# First pictures from MLS Run at the Fairplex layout



## Gary Armitstead (Jan 2, 2008)

Hello folks,

What a beautiful day we all had at the fabulous Fairplex layout in Pomona yesterday.









Trains running flawlessly. Paul Burch was running Tommy Mejia's Pearl Harbor train for a while using the new T5000 Airwire controller. What a big improvement with lots of new gadgets. Tommy's Pearl Harbor train with his Accucraft C19, #41, was running great and just kept going and going and going.......

After Paul ran my Accucraft C19 #346 with it, I went into the hall and put my name "in queue" for one! Jonathan said they would be sent out in about two weeks. Also dropped my Connie off with Jonathan to do my BBT new drive install. Bought a few other items from Jonathan and stopped by Silver State Trains and talked to Mark for a while and ordered some more items he had.

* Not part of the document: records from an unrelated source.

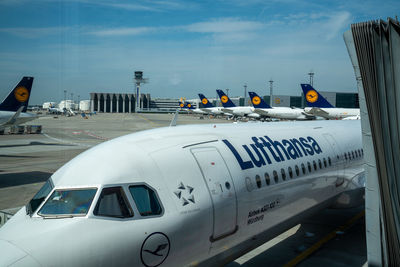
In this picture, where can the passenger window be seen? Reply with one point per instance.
(146, 200)
(275, 174)
(112, 203)
(303, 168)
(283, 174)
(290, 172)
(267, 180)
(258, 181)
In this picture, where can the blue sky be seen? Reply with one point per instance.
(183, 47)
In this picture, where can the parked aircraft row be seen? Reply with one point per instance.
(194, 195)
(13, 107)
(317, 106)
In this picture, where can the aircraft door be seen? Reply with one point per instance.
(338, 164)
(220, 185)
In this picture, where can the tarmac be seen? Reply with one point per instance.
(333, 237)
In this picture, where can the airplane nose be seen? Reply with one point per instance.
(12, 255)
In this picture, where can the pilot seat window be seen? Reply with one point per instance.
(112, 203)
(40, 196)
(146, 200)
(68, 202)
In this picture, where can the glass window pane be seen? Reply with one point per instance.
(275, 174)
(68, 202)
(267, 180)
(40, 196)
(283, 174)
(112, 203)
(258, 181)
(146, 200)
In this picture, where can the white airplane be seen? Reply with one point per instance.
(319, 106)
(230, 107)
(13, 108)
(194, 195)
(189, 107)
(265, 110)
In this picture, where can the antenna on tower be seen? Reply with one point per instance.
(311, 74)
(138, 80)
(271, 85)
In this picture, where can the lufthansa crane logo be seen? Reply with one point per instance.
(21, 94)
(155, 249)
(312, 96)
(256, 100)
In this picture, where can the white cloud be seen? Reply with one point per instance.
(123, 31)
(225, 25)
(33, 32)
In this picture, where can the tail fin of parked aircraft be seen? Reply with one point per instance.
(19, 96)
(313, 98)
(226, 101)
(257, 101)
(206, 103)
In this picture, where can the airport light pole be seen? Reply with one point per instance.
(65, 97)
(271, 82)
(311, 74)
(245, 92)
(138, 80)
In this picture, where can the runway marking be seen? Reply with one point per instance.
(302, 256)
(146, 119)
(65, 142)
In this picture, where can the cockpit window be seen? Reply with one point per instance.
(40, 196)
(112, 203)
(68, 202)
(146, 200)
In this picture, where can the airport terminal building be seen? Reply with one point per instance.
(126, 103)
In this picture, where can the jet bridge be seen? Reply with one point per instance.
(374, 49)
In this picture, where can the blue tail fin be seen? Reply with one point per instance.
(206, 103)
(313, 98)
(188, 105)
(185, 105)
(226, 102)
(19, 96)
(257, 101)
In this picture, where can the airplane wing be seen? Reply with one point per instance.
(261, 112)
(227, 110)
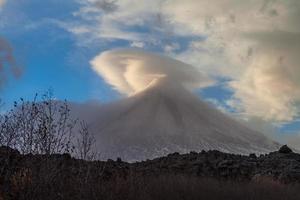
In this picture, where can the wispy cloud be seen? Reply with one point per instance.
(130, 71)
(7, 62)
(253, 44)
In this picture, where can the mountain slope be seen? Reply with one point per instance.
(166, 118)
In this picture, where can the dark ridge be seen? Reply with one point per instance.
(206, 174)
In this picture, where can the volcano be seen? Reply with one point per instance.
(166, 118)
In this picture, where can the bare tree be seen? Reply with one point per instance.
(55, 126)
(85, 143)
(43, 127)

Saw Stan Cedarleaf, JJ, John Corradini, Matt Abreu with his Big Boy and passenger train, Paul and Mary Burch, Tommy Mejia and his wife and daughter. AND this was just in the morning. Could have been many others who arrived after we called it a day.










New MLS member Russ Rutalj, setting his logging train in place on the Mountain Division.

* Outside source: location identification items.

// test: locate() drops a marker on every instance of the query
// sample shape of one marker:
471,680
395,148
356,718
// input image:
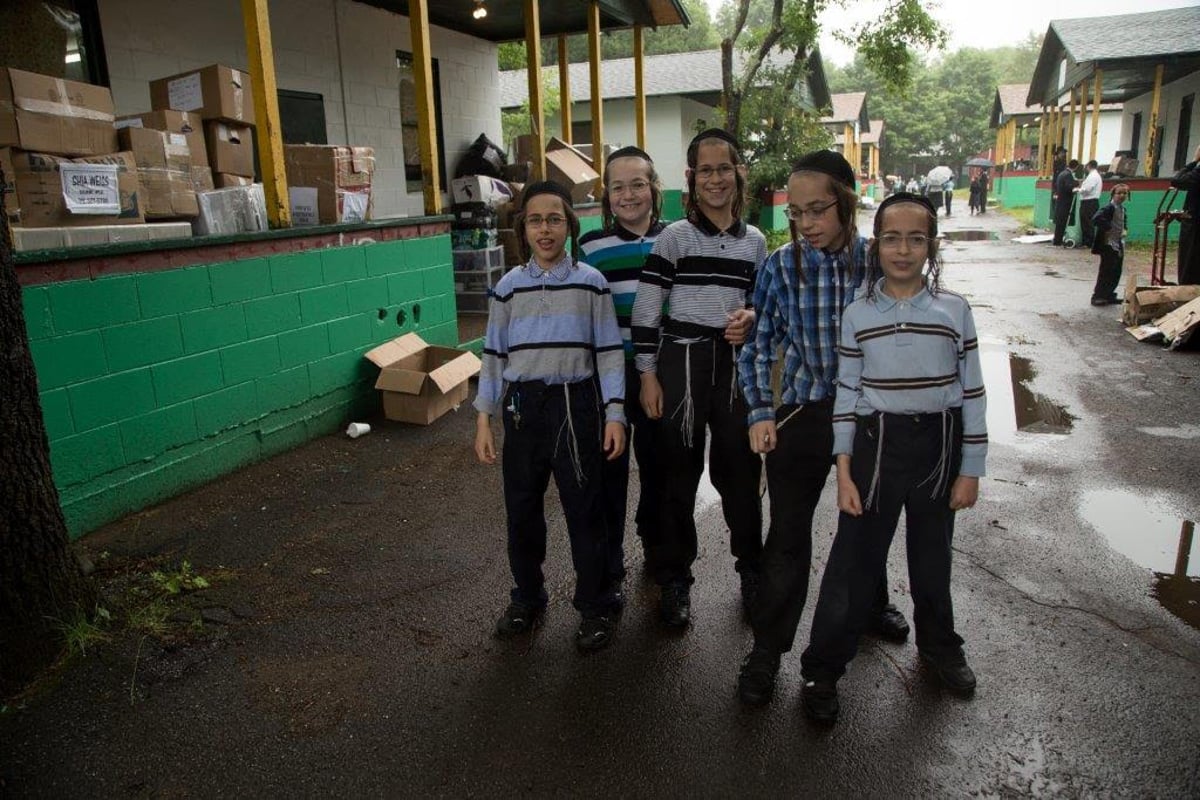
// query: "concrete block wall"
345,50
156,382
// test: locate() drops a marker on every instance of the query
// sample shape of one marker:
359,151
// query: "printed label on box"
90,188
354,206
184,94
304,205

Paul Burch using the new T5000 to run my C19.










Russ again setting up his logging train and 3-truck Shay.










Russ' 3-truck Shay.

Post somemore pictures later.


----------



## Gary Armitstead (Jan 2, 2008)

A few more pics.










Russ Rutalj's 3-truck Shay. Ran flawlessly during his two hour run time.










My C19 running light while Paul Burch ran using the T5000 controller.

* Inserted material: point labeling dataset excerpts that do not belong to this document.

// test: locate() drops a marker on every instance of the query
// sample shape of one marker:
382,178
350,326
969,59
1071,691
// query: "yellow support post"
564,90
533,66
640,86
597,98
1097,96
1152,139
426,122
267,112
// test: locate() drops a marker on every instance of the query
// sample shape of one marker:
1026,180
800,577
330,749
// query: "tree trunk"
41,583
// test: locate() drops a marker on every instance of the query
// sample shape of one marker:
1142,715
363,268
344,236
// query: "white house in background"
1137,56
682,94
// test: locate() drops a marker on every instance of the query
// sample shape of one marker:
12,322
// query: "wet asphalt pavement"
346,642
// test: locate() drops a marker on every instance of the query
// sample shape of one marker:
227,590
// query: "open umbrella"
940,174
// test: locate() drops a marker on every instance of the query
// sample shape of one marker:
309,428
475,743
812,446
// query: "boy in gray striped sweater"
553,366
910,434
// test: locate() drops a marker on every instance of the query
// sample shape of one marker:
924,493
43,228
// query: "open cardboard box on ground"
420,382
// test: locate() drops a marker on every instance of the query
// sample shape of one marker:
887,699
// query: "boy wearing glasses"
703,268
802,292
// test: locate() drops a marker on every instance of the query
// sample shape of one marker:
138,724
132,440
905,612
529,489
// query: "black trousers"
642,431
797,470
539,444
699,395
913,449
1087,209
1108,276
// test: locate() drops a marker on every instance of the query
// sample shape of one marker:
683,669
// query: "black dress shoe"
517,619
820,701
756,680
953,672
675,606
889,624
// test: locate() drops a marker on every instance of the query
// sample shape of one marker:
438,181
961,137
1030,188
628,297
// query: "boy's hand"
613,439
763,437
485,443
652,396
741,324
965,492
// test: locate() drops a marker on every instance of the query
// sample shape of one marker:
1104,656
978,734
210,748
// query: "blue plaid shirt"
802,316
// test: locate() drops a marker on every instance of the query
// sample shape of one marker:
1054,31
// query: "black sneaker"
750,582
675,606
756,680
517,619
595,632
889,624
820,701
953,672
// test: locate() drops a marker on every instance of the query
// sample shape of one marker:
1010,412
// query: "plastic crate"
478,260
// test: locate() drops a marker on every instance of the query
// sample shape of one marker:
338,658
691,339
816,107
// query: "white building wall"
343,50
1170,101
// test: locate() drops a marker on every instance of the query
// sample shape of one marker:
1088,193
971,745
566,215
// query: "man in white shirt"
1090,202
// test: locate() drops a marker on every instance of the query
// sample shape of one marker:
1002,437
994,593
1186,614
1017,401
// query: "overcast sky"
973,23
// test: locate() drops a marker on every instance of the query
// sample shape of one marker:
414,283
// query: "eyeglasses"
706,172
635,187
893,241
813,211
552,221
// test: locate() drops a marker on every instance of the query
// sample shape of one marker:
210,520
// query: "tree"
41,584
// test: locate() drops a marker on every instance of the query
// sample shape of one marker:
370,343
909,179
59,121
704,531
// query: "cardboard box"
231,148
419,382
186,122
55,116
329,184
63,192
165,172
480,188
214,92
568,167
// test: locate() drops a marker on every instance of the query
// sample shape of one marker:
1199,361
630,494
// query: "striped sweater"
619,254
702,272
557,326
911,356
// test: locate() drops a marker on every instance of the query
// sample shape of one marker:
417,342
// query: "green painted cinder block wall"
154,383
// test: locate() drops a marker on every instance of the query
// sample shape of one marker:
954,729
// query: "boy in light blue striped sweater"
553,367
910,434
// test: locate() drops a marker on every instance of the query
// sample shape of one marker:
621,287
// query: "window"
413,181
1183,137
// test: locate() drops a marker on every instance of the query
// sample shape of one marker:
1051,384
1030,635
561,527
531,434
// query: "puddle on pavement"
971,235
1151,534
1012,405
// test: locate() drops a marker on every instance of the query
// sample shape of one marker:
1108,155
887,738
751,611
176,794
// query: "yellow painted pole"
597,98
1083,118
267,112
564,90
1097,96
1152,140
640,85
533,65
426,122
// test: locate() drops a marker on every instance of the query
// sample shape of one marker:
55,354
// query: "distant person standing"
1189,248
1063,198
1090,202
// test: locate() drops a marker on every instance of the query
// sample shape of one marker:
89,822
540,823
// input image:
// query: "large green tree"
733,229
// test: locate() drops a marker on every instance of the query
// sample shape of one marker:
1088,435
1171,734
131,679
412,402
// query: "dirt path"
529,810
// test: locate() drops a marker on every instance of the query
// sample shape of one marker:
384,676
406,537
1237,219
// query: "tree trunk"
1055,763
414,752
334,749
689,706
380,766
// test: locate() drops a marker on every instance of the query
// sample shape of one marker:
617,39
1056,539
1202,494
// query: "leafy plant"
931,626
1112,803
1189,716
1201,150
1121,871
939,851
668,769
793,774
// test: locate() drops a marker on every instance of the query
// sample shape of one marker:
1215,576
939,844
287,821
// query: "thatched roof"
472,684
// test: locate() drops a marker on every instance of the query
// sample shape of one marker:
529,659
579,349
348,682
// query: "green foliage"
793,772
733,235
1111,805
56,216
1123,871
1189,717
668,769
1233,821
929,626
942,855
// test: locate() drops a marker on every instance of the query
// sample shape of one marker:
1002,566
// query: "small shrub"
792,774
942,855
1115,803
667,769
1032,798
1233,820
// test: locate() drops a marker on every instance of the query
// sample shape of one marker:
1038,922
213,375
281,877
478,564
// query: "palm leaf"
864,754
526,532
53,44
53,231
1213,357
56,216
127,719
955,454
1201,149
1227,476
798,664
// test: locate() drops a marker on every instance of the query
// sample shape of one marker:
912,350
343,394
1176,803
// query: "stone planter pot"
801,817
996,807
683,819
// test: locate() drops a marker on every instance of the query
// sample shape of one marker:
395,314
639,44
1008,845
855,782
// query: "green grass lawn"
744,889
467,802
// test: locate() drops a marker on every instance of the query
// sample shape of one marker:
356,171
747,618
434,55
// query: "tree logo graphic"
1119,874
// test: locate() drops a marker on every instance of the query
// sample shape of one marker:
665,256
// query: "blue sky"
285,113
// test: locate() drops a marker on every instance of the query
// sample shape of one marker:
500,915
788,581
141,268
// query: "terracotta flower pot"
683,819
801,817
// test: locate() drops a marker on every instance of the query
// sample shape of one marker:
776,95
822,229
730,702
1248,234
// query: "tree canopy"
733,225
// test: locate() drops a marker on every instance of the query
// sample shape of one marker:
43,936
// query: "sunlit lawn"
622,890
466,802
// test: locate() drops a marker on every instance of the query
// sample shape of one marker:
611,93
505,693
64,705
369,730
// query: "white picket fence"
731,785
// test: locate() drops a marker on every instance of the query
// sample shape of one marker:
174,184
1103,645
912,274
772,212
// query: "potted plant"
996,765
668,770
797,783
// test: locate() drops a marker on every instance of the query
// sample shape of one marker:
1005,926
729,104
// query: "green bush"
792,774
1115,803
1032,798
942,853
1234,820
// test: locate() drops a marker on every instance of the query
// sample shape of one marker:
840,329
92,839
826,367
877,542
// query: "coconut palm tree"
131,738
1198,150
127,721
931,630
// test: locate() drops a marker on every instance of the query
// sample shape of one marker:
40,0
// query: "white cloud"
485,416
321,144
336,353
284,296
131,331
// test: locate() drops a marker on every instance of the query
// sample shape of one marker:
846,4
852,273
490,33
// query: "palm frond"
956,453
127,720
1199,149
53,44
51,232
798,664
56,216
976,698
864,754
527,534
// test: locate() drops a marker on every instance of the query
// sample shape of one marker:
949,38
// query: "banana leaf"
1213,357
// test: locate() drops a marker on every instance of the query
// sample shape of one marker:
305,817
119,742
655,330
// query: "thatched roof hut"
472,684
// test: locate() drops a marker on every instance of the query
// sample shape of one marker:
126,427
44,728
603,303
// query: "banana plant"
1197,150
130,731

Paul is "reeling in" a new convert. The man's two sons have already decided what Dad should do!


----------



## John J (Dec 29, 2007)

I had a wonderful time. Got to visit a lot of friends. Had a great gathering Saturday Night in the lobby of the hotel. 
I was glad to see all of you. 

JJ


----------



## railcandy (Dec 19, 2010)

Thanks for posting Gary.... I'll be looking for more shots & video from this west coast event.


----------